If I recall, the reason I didn't initially implement this, was it required me to interface with my VFD on my lathe
I don't see why. There is no reason to stop the spindle or even slow it down. The spindle can keep going at a constant rate throughout the operation. Indeed, to my eye it is preferable. The only advantage, if it is one, to stopping the spindle along with the lead screw is the thread will continue all the way to the shoulder, rather than stopping 1/2 thread width away. I can't think of any realistic situation where that would make a difference. Even some sort of measuring device - like a micrometer - should be able to deal with the thread stopping 1/2 thread width short of the stop. In many cases, it may be preferable as a chip catcher, allowing small bits of dirt, grit, or swarf to automatically clear from the threads.
, and I didn't want to deal with it for multiple reasons. Some of those reasons in retrospect weren't valid.
We live and learn.
I still want to do this thread to a stop, but I need to carve out time to pull this off. I know the spindle angle, at least with reference to the "power on" angle.
Well, the important number is the position of the spindle when the last pulse is sent to the stepper / servo motor, and capturing that is trivial. The "power on" angle, by which I take it you mean when the lead screw is started is of course directly related. but the last pulse value is already right there in the spindle position register. Unless you want things to get much more complicated, the half nut must remain engaged, although if the thread is hybrid (metric thread with imperial lead screw or vice-versa}, then this is true anyway. As long as this is the case, the controller knows the position of the carriage and can easily calculate the required angle for the spindle at the new carriage position. One must in any case withdraw the tool - probably using the cross feed - before using the controller to drive the lead screw back to the starting position. Doing this programmatically is pretty slick, but doing it manually by pressing and holding a button on the controller is perfectly acceptable. At that point, the cross slide gets moved back in to the zero position, the compound is advanced by a few thousandths, and a button gets pressed on the controller. The controller waits for the spindle to come around to the calculated position, and then starts sending pulses to the lead screw motor again. The spindle can keep turning the entire time. 'No reason not to.

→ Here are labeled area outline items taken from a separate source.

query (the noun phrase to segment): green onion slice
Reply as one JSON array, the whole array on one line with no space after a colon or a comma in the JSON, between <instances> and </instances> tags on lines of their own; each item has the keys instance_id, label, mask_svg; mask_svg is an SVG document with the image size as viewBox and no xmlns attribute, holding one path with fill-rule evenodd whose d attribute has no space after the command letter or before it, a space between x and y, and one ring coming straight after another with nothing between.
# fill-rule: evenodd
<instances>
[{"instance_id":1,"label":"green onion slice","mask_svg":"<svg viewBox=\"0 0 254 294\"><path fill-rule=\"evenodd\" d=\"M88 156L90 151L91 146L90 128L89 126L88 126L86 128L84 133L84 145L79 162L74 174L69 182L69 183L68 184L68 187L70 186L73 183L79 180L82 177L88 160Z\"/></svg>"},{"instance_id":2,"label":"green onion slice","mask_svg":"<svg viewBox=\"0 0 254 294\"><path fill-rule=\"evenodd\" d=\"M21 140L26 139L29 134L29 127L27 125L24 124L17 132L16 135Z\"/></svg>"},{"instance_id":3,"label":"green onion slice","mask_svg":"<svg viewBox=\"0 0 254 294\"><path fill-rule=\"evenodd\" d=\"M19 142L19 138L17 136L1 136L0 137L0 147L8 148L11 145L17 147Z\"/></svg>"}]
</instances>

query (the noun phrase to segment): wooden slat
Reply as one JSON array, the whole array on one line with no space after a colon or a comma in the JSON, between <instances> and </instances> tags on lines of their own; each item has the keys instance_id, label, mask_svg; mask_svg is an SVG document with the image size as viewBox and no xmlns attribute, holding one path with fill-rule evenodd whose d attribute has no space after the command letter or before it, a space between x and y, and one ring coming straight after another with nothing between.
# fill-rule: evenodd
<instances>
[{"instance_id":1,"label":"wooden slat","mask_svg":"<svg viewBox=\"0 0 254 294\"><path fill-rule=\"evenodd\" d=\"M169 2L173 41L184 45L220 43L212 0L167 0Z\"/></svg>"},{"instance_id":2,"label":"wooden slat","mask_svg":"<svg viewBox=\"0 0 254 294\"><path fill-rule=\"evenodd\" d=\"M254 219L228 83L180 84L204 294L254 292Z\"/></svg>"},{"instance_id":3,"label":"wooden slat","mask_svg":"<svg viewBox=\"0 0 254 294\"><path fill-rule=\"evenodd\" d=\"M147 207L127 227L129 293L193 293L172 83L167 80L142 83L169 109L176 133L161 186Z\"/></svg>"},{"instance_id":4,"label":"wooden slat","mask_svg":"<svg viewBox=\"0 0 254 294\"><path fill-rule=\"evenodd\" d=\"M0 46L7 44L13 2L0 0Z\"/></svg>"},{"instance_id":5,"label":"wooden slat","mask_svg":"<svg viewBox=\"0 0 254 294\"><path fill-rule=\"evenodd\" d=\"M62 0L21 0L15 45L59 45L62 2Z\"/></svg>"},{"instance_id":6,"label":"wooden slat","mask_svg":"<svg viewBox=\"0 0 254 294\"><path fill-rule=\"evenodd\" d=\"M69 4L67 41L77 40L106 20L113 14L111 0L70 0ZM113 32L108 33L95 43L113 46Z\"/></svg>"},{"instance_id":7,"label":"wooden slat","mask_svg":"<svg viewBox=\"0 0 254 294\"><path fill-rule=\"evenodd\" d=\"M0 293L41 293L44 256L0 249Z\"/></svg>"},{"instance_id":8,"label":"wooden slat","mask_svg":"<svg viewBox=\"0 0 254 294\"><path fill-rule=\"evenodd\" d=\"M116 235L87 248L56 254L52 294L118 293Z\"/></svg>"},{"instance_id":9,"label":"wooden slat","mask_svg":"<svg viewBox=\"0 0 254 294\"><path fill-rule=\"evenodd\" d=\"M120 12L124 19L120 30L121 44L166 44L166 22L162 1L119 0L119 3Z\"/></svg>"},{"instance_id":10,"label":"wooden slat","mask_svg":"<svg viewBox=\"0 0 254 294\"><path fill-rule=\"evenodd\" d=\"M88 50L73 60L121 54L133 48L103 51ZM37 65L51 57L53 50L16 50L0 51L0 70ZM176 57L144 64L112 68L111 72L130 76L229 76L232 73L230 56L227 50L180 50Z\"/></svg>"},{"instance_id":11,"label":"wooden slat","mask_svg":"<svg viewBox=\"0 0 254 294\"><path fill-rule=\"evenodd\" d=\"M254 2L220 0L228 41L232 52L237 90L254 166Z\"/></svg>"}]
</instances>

I know the carriage Z, and I know X via the integrated DRO's. I don't know the compound position, nor it's angle, but I suppose one could work around that. I can infer the stepper angle, from its initial angle, by counting pulses both positive and negative assuming the stepper hasn't error-ed out.
Well, in threading, one usually sets the cross slide to zero, withdraws it, and then returns to zero on every pass, and handles the advancement of the tool at the correct angle to be done by the compound. It's not mandatory, but otherwise the calculations get really, really tricky. Not only that, but while the process gets somewhat more automatic with the ELS, it also gets far, far more complex. It's much easier just to ignore the X value and assume it will be managed by the operator. An ELS is not really a CNC, and IMO trying to mange the X coordinate with the ELS is pushing the problems too much into the realm of CNC. Again, if you want to do this, I certainly have no cause to try to stop you, but IMO the marginal gain is not worth the time and effort, or especially the development headaches.
In the interim, for those sphincter threading jobs, I am using a left hand tool, reversing the spindle, and threading away from the chuck.
There is nothing wrong with doing it that way, although it gets trickier with an internal thread to a shoulder. Even with an ELS stop, there is nothing wrong with inverse threading. With the ELS, however, there is no reason to reverse the spindle. With a geared threading system, unless one can disengage the half nut, there is no choice, but the ELS is not hard-linked to the spindle rotation. The controller can very happily drive the carriage any way it wants, reversing the carriage direction at will. I definitely suggest letting the electronics do the work, and leave the spindle drive motor alone. KISS, I say.
Although my chuck is threaded, my lathe has features on the spindle to clamp the back plate to the spindle. Despite my "reverse" threading, I have never had my chuck come loose. Yours may be different.
Well, mine is not, but given the fact for you, it is just one more reason not to reverse the motor, or even stop it. Stopping the motorwhen reversing at high speed can shift the chuck position. Some motors also have diffferent speed and torque profiles when running in reverse.
Of course, turning to a shoulder is even easier. It works just the same way, except it doesn't matter at all what the spindle position is.